I believe the answer to this question is NO. That means, (delimited) continuations expose the fundamental limitation of monadic transformers. Monadic transformation approach imposes the strict separation of layers. They layers are fixed at compile time and can't dynamically change. Alas, there are many _practically significant_ circumstances where the layers have to change dynamically, have to interleave. Our ICFP06 paper discusses this point a bit, and the accompanying code contains the relevant examples. http://okmij.org/ftp/packages/DBplusDC-README.txt Please see the README file and the file reader.hs in the source code. When we first realized that monadic transformers had a significant limitation, we too felt odd. Please see also below.
First, the prompt module needs to use unsafeCoerce, or something equivalent. But, of course, unsafeCoerce feels dirty to me, and it'd be nice if some cool type system hackery could be used instead of going around the type system.
Alternatively, if we have reference cells available (STRef or IORef), then we don't need unsafeCoerce. The whole code is pure Haskell with no unsafe operations, and is type safe and sound.
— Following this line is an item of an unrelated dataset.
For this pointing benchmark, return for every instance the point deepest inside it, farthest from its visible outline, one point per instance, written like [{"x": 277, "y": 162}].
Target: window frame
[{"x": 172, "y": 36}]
This outcome is not an accident: given monadic style, the CC monad and reference cells are `equivalent'. Given one, we can get the other. Any type system that is capable of typing reference cells will give us delimited continuations (provided we have the monadic style so we can deal with the `stack'). One part of that claim, from multi-prompt delimited continuations to reference cells, was formulated and proven in the ICFP06 paper. The converse was formulated in an appendix to the paper, which was taken out because we ran out of space-time. The proof was done by construction, which is not generally available (although the pure OCaml implementation of CC shows how that can be done). The only drawback of using STRef or IORef to implement CC is that CC is no longer a transformer (because neither ST nor IO are). That may not be such a big drawback as the only benefit of CC being transformer (for us, at least) is that we can lay it out over the IO monad. Well, actually there is another benefit, of limiting the effects of the code: even if the CC m code will execute in the IO monad, the code cannot know that. Incidentally, there is actually little need to mix CC with other monad transformers like reader, writer, RWST, Error, etc. The CC monad subsumes them all! That is the important theoretical result by Filinski: delimited continuations can express every expressible monad. This has important practical benefits: we can use real names (variables of the type Prompt) to operate various pieces of state, environment, errors, etc. We no longer need to count the number of 'lift'. The overall performance may be better, too: each monadic layer adds at least one closure. CC monad can implement threads, and I have a hunch CC monad can implement STM.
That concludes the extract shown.